The case, in which a doctor from Ireland was shot after using an ATM and then run over by the robber's car, calls to mind high-profile crimes in Chicago and New York that kicked off interest in legislation in each of those cities.

In Atlanta, Mayor Bill Campbell has assembled a task force composed of bankers, City Council members, and police officials to look for areas where banks can improve ATM security.

The task force is to report back to the mayor in 90 days.

"Our charge is to review the state of ATM safety and look for ways to improve it," said Thomas Coley, chairman and chief executive of SouthTrust Bank and a member of Mayor Campbell's task force.

"That may or may not include changes in legislation."

Georgia has ATM legislation on its books, patterned after a California measure that sets lighting standards and requires shrubbery around ATMs to be arranged in a way that enables consumers to see into a site.

Though the law does not mandate that ATMs be monitored by video cameras, Mr.
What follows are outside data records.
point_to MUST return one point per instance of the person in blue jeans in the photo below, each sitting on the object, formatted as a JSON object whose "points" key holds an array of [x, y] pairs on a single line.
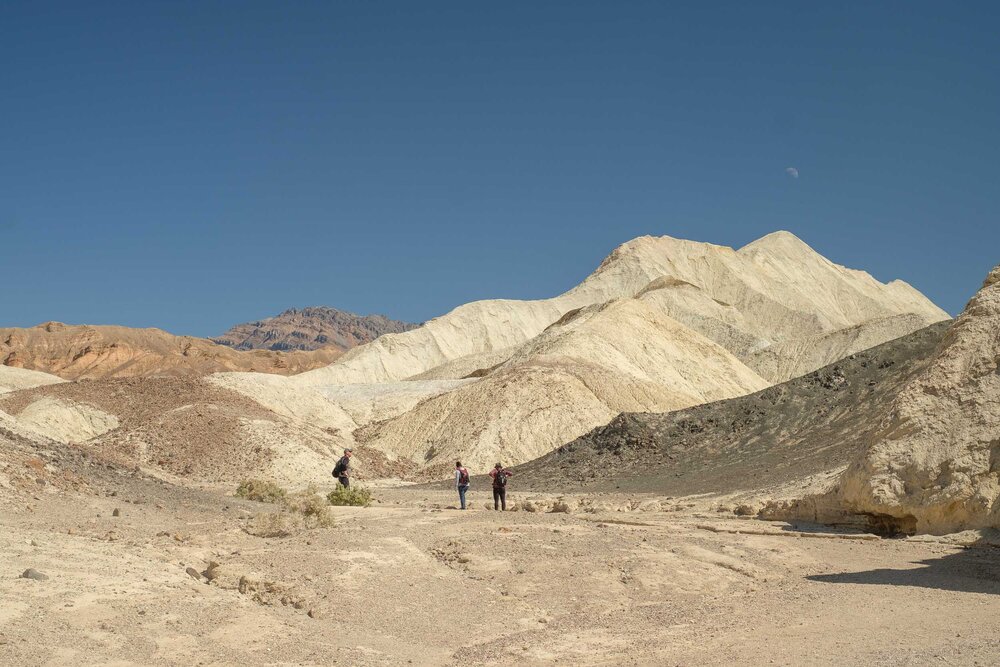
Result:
{"points": [[461, 481]]}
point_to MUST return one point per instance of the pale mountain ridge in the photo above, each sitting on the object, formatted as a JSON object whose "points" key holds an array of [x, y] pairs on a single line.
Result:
{"points": [[622, 355], [662, 324], [778, 278]]}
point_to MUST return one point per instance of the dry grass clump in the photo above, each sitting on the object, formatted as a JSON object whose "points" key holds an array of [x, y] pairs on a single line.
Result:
{"points": [[261, 491], [315, 511], [300, 511], [358, 497]]}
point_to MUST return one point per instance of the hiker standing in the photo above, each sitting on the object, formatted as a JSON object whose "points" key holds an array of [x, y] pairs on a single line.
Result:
{"points": [[500, 475], [461, 481], [342, 471]]}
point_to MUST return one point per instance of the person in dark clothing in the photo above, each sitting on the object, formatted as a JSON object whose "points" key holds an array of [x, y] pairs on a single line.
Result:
{"points": [[342, 471], [461, 481], [500, 475]]}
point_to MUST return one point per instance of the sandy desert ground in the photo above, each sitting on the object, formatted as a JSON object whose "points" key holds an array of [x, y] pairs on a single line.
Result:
{"points": [[628, 580]]}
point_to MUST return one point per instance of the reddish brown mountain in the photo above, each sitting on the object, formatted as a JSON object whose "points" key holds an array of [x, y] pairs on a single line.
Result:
{"points": [[311, 328], [88, 352]]}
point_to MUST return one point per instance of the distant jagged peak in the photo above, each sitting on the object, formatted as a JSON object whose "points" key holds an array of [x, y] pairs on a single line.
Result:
{"points": [[311, 328]]}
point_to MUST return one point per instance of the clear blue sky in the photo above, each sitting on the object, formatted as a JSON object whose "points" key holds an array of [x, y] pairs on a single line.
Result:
{"points": [[190, 165]]}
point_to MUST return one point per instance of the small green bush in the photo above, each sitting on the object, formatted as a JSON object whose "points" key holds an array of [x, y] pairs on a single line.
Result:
{"points": [[358, 497], [314, 509], [261, 491]]}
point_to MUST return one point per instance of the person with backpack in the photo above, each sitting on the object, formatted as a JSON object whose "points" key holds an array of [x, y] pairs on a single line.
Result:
{"points": [[461, 481], [500, 475], [342, 471]]}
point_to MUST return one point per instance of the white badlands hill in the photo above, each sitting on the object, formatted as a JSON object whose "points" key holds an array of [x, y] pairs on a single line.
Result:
{"points": [[662, 324], [776, 289]]}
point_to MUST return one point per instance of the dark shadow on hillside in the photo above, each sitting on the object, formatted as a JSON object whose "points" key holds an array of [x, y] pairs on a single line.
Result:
{"points": [[972, 570]]}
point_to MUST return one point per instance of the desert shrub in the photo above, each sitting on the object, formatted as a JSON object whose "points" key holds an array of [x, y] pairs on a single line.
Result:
{"points": [[261, 491], [274, 524], [315, 511], [358, 497]]}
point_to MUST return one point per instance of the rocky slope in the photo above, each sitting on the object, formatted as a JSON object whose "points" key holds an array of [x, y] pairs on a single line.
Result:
{"points": [[185, 430], [774, 290], [15, 379], [932, 464], [87, 352], [311, 329], [662, 324], [808, 426]]}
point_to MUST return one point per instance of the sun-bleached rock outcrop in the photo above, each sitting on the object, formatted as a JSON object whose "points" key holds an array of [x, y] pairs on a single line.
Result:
{"points": [[16, 379], [623, 355], [935, 465], [776, 288], [661, 324]]}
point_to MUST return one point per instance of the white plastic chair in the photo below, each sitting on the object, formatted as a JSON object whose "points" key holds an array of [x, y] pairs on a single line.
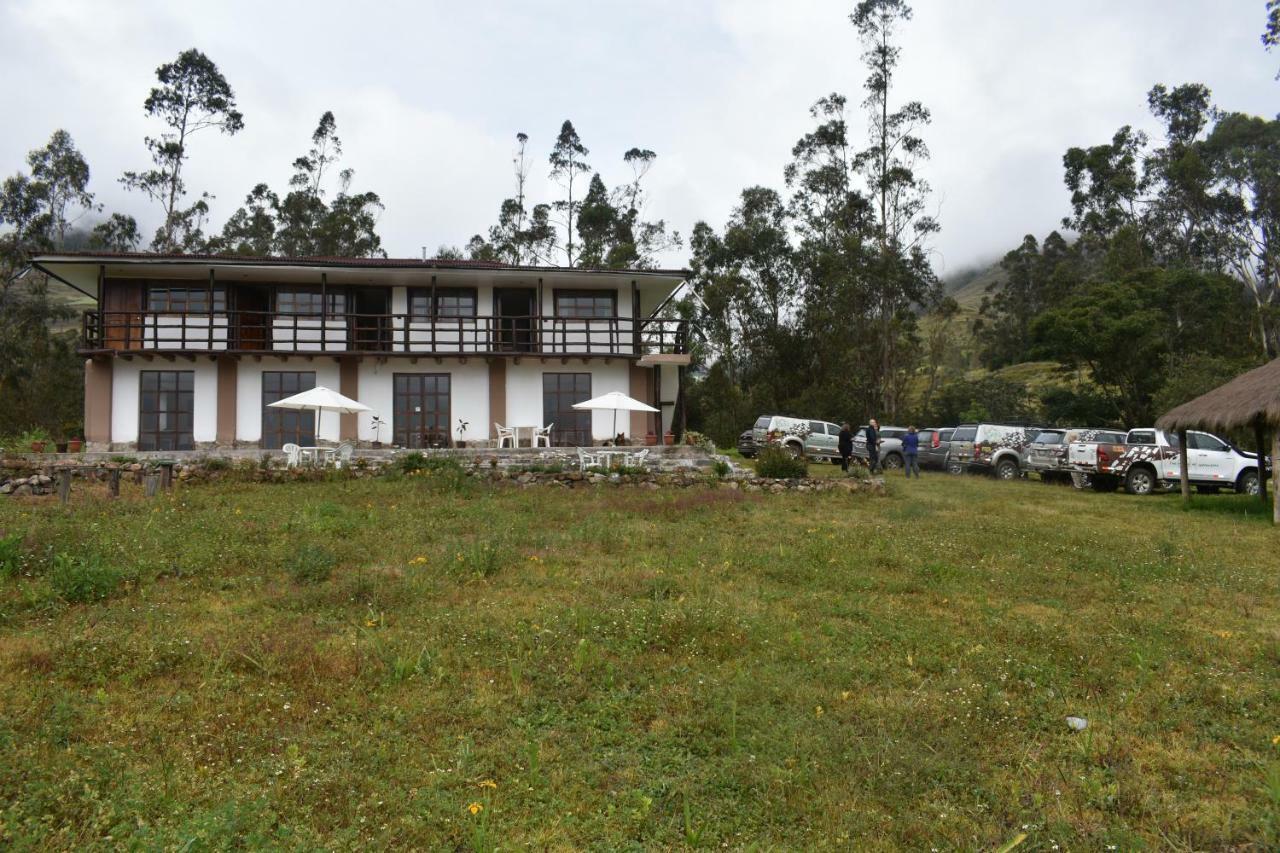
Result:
{"points": [[343, 456]]}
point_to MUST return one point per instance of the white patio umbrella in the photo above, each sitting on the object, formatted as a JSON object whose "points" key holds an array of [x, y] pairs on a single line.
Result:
{"points": [[321, 400], [617, 401]]}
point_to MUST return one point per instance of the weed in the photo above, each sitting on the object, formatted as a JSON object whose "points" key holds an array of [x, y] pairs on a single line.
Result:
{"points": [[312, 564], [778, 464], [78, 579]]}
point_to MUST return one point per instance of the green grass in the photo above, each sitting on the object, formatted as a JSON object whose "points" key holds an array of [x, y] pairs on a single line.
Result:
{"points": [[613, 669]]}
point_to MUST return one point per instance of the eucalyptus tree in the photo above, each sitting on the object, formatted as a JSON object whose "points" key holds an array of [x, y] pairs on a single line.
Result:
{"points": [[568, 165], [192, 96]]}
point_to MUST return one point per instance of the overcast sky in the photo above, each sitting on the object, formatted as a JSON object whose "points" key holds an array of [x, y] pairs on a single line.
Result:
{"points": [[429, 95]]}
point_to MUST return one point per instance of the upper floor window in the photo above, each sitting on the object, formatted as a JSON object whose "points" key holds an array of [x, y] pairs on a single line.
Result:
{"points": [[309, 301], [586, 304], [449, 301], [177, 300]]}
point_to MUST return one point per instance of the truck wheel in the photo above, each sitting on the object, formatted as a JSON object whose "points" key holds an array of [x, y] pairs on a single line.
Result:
{"points": [[1102, 483], [1139, 480]]}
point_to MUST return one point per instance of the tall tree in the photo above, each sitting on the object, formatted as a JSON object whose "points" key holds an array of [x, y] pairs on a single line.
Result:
{"points": [[568, 165], [192, 96], [904, 277]]}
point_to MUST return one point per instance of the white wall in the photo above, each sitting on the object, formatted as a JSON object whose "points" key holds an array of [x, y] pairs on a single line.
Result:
{"points": [[525, 391], [127, 384], [469, 395], [248, 395]]}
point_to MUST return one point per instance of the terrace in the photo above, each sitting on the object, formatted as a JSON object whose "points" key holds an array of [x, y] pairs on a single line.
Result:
{"points": [[242, 332]]}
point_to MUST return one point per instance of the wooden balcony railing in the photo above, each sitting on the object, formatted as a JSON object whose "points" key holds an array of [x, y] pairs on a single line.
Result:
{"points": [[264, 332]]}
Coley said many ATM sites in the Atlanta area have cameras.

In fact, in the murder case that served as inspiration for the formation of the task force, police are using footage from an ATM security camera in their pursuit of the murderer.

Observers said any attempt to add to ATM security mandates would have to be addressed through state, not local, law.

Possible additions to the existing law include requirements for video surveillance and for emergency buttons in ATM sites that can summon a 911 operator.

Bankers in Atlanta said ATM security is a hot topic with legislators eager to score points with their consumers, but the bankers are nonetheless eager to cooperate with city officials as they plot their course of action.

According to a recent survey from Synergistics Research Corp. in Atlanta, a majority of consumers expressed concern at the level of security at automated teller machines.

A "significant number" of consumers -- particularly females -- view a the number of secure ATMs as a differentiator among financial services providers.

The overwhelming majority of consumers do not, however, hold the bank responsible when a crime is committed at an ATM, according to the national survey.

Not surprisingly, ATM safety continues to be an issue in other cities.

In New York, Mayor Rudolph Giuliani has backed a City Council bill that aims to prohibit "aggressive panhandling" within 20 feet of a city ATM.

Denounced as unconstitutional by opponents, the bill will come before the council's Public Safety Committee Nov. 30.

If signed into law, the bill would make panhandling near an ATM a misdemeanor punishable by 30 days in jail and a $500 fine.